Argentina, which has been gripped by recession since 2018, is wracked by high inflation (30-percent this year so far through to August), a free-falling peso, and increasing poverty (32 percent at the end of last year). The crisis has been exacerbated once again by an acute economic crisis, following Macri's defeat in the primaries.
Since then, marches, protests and pickets have become daily occurrences. Some have paralyzed provinces across the country with calls for the government to combat inflation and unemployment, currently at 10.6-percent. Many of the protests in the capital are held within Macri's earshot, outside his Casa Rosada official residence on Plaza de Mayo, animated by slickly choreographed ranks of dancers, and free fruit handed out to participants.
The latest hit is #Sivosquerés (“If you can”), an anti-Macri cumbia tune, which has brought thousands of people in the capital onto the streets, with dancing aided by Youtube tutorials that showed protesters the moves.
"I can't pay the rent anymore," goes the song by the band Sudor Marika, whose members came together to help drive the anti-Macri campaign.
The music has been used to animate flash-mob protests, a tactic used to disrupt summit-hosting cities in recent years, and which is now a regular part of the Argentine election campaign.
"I can’t afford to pay the rent / I don't know what to do, I don't know what to do / all day working and working/ on top of that the price of bondi (“the bus”) went up and they are jeopardising me," go the lyrics.
In another eye-catching protest, a fruit growers' federation came together to give away 20,000 kilos of pears, apples and oranges at a recent protest in Plaza de Mayo.
At the beginning of the year, the Federation of Producers of Rio Negro and Neuquén established themselves on the iconic square for a "frutazo", expressing anger at the strong crisis that is hitting the agricultural sector.
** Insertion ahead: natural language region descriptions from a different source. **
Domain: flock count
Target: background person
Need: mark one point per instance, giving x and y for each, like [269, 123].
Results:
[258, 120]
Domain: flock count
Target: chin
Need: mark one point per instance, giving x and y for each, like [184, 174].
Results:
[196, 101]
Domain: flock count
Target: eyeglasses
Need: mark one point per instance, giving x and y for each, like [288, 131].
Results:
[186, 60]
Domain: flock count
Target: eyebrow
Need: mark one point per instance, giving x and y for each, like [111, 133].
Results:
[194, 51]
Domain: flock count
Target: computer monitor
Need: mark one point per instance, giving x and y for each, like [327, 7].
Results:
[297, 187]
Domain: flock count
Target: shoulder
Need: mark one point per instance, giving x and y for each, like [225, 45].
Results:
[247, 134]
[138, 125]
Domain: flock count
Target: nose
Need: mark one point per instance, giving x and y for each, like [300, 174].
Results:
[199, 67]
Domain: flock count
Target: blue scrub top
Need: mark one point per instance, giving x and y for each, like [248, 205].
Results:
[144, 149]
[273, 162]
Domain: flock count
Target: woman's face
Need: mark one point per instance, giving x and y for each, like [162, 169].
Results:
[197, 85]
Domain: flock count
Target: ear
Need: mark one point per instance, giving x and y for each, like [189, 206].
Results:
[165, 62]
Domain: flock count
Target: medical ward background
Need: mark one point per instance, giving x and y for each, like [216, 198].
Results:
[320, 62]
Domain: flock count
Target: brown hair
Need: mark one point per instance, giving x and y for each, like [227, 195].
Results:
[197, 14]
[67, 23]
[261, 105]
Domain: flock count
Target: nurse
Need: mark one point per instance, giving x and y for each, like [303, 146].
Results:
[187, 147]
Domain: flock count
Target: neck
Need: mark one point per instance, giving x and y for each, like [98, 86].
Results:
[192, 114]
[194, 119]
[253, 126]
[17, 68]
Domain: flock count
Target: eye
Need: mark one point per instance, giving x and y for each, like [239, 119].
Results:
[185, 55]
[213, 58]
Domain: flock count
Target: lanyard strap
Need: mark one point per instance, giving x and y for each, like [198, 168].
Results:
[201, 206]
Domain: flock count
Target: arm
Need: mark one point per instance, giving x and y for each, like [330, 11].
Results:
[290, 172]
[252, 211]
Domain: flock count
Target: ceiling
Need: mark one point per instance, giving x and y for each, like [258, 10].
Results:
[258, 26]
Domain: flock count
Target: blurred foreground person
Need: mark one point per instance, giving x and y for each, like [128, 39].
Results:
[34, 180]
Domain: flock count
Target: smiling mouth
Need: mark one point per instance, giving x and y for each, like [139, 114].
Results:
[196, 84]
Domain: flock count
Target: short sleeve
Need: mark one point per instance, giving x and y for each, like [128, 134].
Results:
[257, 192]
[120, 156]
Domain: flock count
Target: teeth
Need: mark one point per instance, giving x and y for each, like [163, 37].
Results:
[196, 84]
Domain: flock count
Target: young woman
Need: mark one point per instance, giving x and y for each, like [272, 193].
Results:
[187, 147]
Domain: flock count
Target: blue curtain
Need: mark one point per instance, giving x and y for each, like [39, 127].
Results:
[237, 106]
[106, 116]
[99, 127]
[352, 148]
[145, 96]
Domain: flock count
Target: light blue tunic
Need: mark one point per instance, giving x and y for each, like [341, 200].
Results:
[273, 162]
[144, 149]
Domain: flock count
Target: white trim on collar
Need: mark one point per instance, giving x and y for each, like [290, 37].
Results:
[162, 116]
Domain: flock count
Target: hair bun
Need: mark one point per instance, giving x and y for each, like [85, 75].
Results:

Other producers joined the initiative with oranges and mandarins.
Earlier this month, social organisations participated in a 48-hour camp in the City to demand the declaration of a food emergency, to help the poor cope with rising prices. Lawmakers passed a bill freeing up funds to fight the emergency, which has only added to a growing sense of crisis.
In recent days, groups of protesters broke into several shopping malls, including the Patio Bullrich, one of the most luxurious in the Argentine capital, in a kind of "flash" protest to demand action for "the food emergency" with megaphones. The protest sparked surprise among tourists and several locals, who shouted at them: "Vayan a laburar" ("Go to work").
Against an increasingly uncertain and untrustworthy context, the government and opposition accuse each other of fostering panic and exacerbating the crisis in Latin America's most indebted country.
Macri, who inherited a country with large economic problems, has called on his supporters to take to the streets under the slogan '#Sísepuede' for a massive show of support this Saturday, as the campaign heads into the home strait.
"We know that we can solve the current problems while continuing to move towards the future," Macri tweeted. "The election hasn't happened yet."